Abstract

Internet users have increased with increase in technology. People use internet for their business need, education, online marketing, social communication and more. For this purpose, users are forced to use the internet for their day-to-day operation effectiveness. But content in the web is also increased due to various factors. Any user from any place can upload any type of file easily, and all the contents today are available in the form of digital data. From this huge repertoire browsing, the correct web page is a really challenging task to the user. Retrieving the effective and correct content is not an easy job, for which a number of research works have been performed in the field of web extraction. This paper reviews some of the web extraction techniques and methods.

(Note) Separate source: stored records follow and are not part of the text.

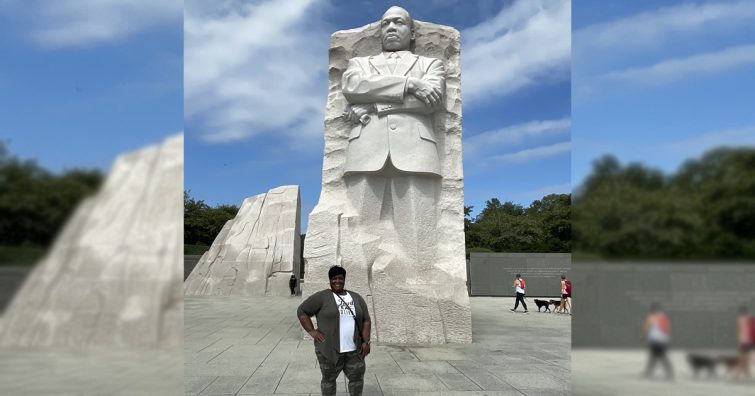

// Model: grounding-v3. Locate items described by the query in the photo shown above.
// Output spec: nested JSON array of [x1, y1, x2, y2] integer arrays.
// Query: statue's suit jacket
[[341, 51, 446, 176]]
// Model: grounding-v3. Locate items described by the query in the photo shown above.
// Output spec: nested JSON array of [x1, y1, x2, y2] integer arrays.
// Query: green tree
[[184, 191, 239, 246]]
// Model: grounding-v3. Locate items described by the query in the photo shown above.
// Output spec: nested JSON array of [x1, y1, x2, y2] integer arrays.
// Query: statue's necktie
[[388, 52, 398, 73]]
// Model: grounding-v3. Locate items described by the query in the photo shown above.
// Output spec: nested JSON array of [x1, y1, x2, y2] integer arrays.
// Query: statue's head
[[380, 6, 414, 51]]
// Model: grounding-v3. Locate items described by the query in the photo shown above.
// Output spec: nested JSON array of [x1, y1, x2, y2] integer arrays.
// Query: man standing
[[341, 7, 445, 260], [642, 303, 674, 379], [296, 266, 372, 396], [288, 274, 296, 296], [511, 274, 529, 313]]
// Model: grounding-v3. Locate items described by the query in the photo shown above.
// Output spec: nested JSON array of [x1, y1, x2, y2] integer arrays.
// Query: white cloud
[[661, 125, 755, 158], [600, 45, 755, 85], [461, 0, 571, 104], [511, 183, 571, 202], [184, 0, 330, 143], [574, 0, 755, 53], [3, 0, 183, 47], [464, 118, 571, 157], [494, 142, 571, 163]]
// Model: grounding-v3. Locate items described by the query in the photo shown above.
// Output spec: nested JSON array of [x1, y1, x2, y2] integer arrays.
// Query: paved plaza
[[0, 347, 183, 396], [572, 349, 755, 396], [184, 297, 571, 396]]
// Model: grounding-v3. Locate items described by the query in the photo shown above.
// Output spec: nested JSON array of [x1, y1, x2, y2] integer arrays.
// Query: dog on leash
[[535, 298, 551, 312], [548, 300, 569, 313], [687, 353, 716, 378]]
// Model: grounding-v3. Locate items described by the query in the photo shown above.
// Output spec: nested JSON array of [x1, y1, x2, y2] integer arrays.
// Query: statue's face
[[380, 9, 414, 51]]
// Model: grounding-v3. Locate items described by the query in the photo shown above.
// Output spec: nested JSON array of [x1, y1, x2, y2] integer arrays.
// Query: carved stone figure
[[302, 7, 471, 344]]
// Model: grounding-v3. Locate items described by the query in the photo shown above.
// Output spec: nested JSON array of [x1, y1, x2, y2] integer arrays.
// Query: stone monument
[[303, 7, 472, 344], [0, 135, 183, 347], [184, 186, 301, 296]]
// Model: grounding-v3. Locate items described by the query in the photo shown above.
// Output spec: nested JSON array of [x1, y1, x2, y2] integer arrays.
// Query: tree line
[[464, 194, 571, 253], [184, 191, 239, 246], [0, 141, 104, 246], [573, 148, 755, 259]]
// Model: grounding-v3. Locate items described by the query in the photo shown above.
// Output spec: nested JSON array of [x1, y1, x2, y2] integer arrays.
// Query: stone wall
[[469, 253, 571, 298], [572, 262, 755, 350]]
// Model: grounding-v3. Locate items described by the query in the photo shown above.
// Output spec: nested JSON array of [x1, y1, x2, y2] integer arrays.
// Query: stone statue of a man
[[341, 7, 445, 259]]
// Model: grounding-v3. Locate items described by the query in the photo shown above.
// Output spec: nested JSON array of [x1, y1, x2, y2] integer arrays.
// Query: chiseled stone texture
[[302, 20, 472, 344], [184, 186, 301, 296], [0, 135, 183, 347]]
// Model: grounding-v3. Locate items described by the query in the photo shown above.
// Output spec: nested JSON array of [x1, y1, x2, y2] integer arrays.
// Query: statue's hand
[[343, 104, 375, 124], [406, 77, 443, 108]]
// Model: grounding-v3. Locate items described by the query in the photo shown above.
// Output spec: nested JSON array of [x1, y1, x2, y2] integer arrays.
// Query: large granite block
[[184, 186, 301, 296], [0, 135, 183, 346]]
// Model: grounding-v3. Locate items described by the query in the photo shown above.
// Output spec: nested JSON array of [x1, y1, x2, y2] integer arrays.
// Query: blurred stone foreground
[[0, 135, 183, 347]]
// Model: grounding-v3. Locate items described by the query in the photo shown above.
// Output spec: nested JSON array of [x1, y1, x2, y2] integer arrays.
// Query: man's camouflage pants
[[315, 351, 367, 396]]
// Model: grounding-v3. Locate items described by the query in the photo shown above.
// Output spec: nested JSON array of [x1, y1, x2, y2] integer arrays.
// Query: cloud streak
[[599, 45, 755, 85], [493, 142, 571, 164], [574, 0, 755, 54], [461, 0, 571, 104], [3, 0, 183, 47], [464, 118, 571, 157], [184, 0, 329, 142]]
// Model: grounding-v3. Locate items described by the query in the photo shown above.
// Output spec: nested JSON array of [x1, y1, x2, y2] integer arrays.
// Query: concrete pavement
[[184, 297, 571, 396]]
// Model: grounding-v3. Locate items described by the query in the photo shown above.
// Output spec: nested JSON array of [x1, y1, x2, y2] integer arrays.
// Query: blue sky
[[572, 0, 755, 186], [185, 0, 571, 228], [0, 0, 183, 171]]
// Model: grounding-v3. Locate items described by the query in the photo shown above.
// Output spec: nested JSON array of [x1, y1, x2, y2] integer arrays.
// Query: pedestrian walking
[[288, 274, 297, 296], [558, 275, 572, 315], [735, 306, 755, 379], [296, 266, 371, 396], [642, 303, 674, 379], [511, 274, 529, 313]]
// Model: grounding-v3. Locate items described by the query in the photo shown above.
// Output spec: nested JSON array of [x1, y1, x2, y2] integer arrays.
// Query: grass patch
[[184, 245, 210, 255], [0, 245, 47, 267]]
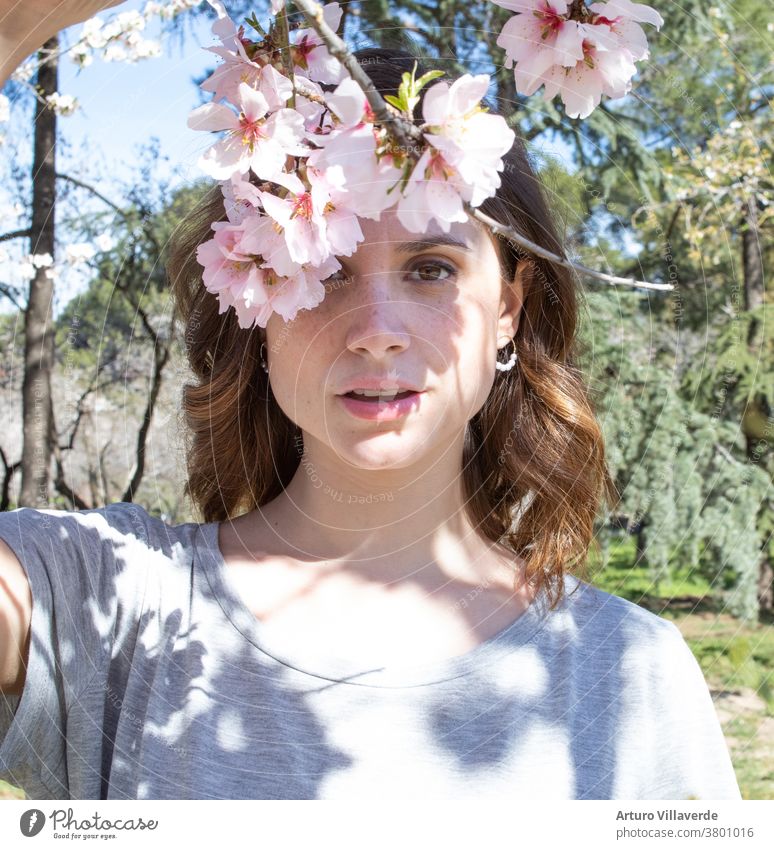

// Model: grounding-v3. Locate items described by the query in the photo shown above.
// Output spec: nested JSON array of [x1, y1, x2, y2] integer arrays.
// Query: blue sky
[[0, 0, 572, 312]]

On the last decades, the amount of web-based information available has increased dramatically. The idea of gathering useful information from the web has become a challenging issue for the users. Current web information gathering systems attempt to satisfy user requirements by capturing their information needs. For this purpose, user profiles are created for user background knowledge description. User profiles represent the concept models possessed by users when gathering web information. A concept model is implicitly possessed by users and is generated from their background knowledge. While this concept model cannot be proven in laboratories, many web ontologists have observed it in the user behavior [6]. When users read through a document, they can easily determine whether or not it is of their interest or relevance to them, a judgment that arises from their implicit concept models. If a user's concept model can be simulated, then a superior representation of user profiles can be built.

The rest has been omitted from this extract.